To enable the radiance and ozone DA, the DTC also performed tests to evaluate the latest ARW release with the model top increased from 10 hPa to 2 hPa. The model top increase generally showed positive impacts on the data assimilation and forecasts. Figure 1 shows the root-mean-square errors (RMSE) of temperature forecasts before and after the model top was increased. Statistically significant (SS) improvements associated with simply increasing the model top were found at both upper and lower levels.

When focusing on the utility of ozone data in GSI coupled with ARW, there are signs of improvement, particularly in the upper levels of the earliest lead times for temperature and wind. It should be noted that ozone is not a prognostic variable in ARW. Therefore, to assimilate ozone data, NCEP’s Global Forecast System (GFS) ozone was added as the background. In addition, the RRTMG radiation scheme was used instead of RRTM/Dudhia schemes for both the control and ozone DA experiments. Impacts of ozone data assimilation on forecasts are indirect through the impacts of the radiation computation inside the radiative transfer model used by the GSI. Compared with GOME, assimilation of SBUV shows more promise with a slightly stronger signal for improvement and larger SS differences over the control configuration. Figure 2 shows times series of the RMSE for the temperature analyses and forecasts at 50 hPa and 500 hPa. Clear improvement is present due to the SBUV assimilation in this figure.

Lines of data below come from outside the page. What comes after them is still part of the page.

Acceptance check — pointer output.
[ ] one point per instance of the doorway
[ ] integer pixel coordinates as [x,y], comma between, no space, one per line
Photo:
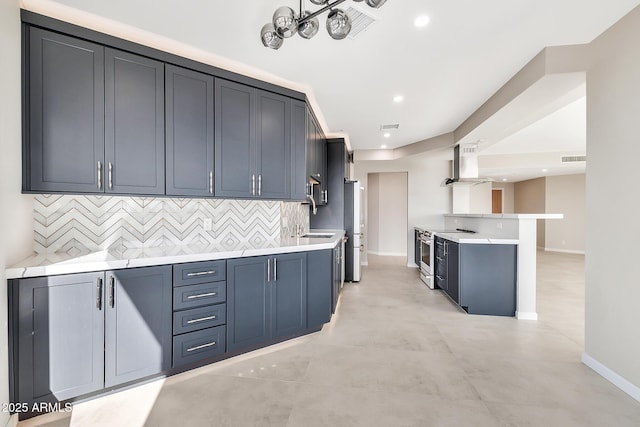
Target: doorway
[496,200]
[387,214]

The DTC discovered neutral forecast impacts from CrIS data assimilation over the current operational suite, which includes both AIRS and IASI. The data overlap of CrIS and AIRS data may lessen the impact of CrIS data. Also, the DTC discovered the channel selection for the CrIS configuration may need some careful consideration to improve the utility of these data (through the FSO tool as in the project report).